そのうえで下村氏は「幹部会合では還流再開についての結論が出なかった。結論が決まらなかったということは、結果的に『今までどおりでいい』と松本氏が判断したのではないか」と指摘した。
この「ノルマ超過分の還流」は、2022年4月に会長だった安倍晋三元首相の指示でいったんは中止されたとされる。下村氏は予算委での質疑の中で、当時の旧安倍派内に還流再開を求める声があることを安倍氏にも報告したと初めて明かしたが、その際の安倍氏の反応について「『そうですか』という答えで、それ以上のコメントはなかった」と説明した。
これについて野党委員が「還流はやめるべきだ、という安倍会長とは真逆の声だから、(それなりの)発言があってしかるべきではないか」と質した。だが、下村氏は「指示を引っ繰り返すような話はなく、1人から声があるということは情報として伝えた。変えるべきだとかいう話はしていないし、安倍会長からもそういう話はまったく出ていない」と交わした。
さらに下村氏は、松本氏が「旧安倍派幹部から(還流の)再開を持ちかけられた」などと証言したことについて、「会長代理という立場もあり、私自身の話し方で、もしそう思われたとしたら私自身の不徳の致すところだ。それは謙虚に私自身が気をつけなければならないことだと思う。ただ、事実として、そのことによって再開が決まったということはないというのは明らかだ」と、自らが還流再開を主導したことはないと強調した。
「与野党駆け引き」の複雑怪奇ぶりが浮き彫りに
今回の参考人招致でのやり取りも踏まえ、自民党は夏の参院選を見据えて幕引きを急ぐ構えだ。これに対して野党側は「改めて関係者の証言の食い違いが明らかになった」として、旧安倍派幹部だった塩谷氏の参考人招致と、すべての経緯を知る立場にあった森氏の証人喚問を要求する方針だ。
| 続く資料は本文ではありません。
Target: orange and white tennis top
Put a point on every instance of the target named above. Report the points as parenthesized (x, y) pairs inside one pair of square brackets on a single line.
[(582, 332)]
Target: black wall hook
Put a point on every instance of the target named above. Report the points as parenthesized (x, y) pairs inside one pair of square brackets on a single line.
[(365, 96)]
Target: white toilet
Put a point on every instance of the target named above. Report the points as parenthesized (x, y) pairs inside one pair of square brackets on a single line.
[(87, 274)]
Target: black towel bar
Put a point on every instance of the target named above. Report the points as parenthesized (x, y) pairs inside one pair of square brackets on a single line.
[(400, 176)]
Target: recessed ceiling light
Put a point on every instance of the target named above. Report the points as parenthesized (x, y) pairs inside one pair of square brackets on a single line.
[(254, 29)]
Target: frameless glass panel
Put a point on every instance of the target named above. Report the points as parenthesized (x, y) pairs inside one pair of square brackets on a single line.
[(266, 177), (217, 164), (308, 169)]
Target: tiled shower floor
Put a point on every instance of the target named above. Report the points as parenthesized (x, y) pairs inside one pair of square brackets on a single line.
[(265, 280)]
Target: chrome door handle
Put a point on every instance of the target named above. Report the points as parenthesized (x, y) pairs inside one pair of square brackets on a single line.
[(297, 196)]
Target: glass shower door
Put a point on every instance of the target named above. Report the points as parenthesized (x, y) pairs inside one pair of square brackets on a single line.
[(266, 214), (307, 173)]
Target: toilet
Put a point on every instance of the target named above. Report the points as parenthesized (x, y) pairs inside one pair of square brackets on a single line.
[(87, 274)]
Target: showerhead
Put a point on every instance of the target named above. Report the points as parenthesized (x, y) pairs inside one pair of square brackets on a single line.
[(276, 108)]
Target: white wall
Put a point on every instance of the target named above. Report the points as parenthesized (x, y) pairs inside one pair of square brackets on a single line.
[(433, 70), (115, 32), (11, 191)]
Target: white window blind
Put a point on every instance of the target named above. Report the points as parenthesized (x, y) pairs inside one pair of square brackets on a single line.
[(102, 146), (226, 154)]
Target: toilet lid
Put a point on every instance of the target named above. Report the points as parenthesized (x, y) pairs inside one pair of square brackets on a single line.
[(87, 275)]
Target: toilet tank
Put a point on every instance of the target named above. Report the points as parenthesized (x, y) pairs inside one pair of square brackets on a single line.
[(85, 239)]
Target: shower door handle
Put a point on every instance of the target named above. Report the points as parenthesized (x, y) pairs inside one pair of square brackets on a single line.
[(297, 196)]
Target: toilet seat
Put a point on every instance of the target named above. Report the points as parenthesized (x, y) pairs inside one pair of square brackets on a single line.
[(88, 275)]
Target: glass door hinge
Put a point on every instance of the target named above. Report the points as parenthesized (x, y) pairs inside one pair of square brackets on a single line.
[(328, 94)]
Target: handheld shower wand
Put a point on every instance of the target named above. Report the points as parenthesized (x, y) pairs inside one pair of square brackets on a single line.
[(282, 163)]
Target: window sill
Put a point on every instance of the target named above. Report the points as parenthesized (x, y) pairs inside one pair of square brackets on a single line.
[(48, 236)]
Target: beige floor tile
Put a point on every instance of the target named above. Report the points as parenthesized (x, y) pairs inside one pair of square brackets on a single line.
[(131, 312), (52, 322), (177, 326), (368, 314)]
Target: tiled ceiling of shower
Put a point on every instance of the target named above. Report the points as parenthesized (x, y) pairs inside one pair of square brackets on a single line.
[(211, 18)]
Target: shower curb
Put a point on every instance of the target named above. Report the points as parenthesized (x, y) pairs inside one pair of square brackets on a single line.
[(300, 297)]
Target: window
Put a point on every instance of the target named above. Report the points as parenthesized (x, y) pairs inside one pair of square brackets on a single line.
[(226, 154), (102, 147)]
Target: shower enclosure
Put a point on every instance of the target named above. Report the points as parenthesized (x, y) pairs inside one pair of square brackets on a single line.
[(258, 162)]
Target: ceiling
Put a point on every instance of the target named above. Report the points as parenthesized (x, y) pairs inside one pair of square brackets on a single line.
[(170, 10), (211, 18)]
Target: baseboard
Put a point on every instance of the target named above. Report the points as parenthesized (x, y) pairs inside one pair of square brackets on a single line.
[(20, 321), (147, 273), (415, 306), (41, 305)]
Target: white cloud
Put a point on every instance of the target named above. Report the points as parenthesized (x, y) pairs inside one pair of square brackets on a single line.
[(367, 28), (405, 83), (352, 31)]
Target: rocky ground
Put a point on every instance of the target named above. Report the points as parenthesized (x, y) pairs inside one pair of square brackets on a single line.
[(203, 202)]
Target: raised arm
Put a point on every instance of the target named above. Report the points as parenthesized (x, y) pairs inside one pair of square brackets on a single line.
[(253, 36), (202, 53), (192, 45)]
ただ、今のところ塩谷氏は「下村氏のように自ら招致に応じる考えはない」(自民党国対担当者)とされる。さらに、森氏については「ここにきて関係者の間で何回も危篤説が取りざたされるなど、とても国会に出られるような状態ではない」(旧安倍派関係者)とされており、「今国会中の招致実現はほとんど可能性がない」(同)。
こうした状況については、野党側から「参院選まで裏金問題を引きずれるから、かえって都合がいい」(閣僚経験者)との声が聞こえてくる。この辺りに、与野党の駆け引きの複雑さが浮き彫りとなる。
今回の参考人招致について、下村氏の周辺からは「これで次期衆院選に向けての禊(みそぎ)が済んだ。あとは再起に向けて地元を回るだけだ」と、安堵の声すら漏れる。永田町関係者の間では「まさに国民不在の身勝手な発想で、政治不信のさらなる拡大につながる」との嘆きが広がっている。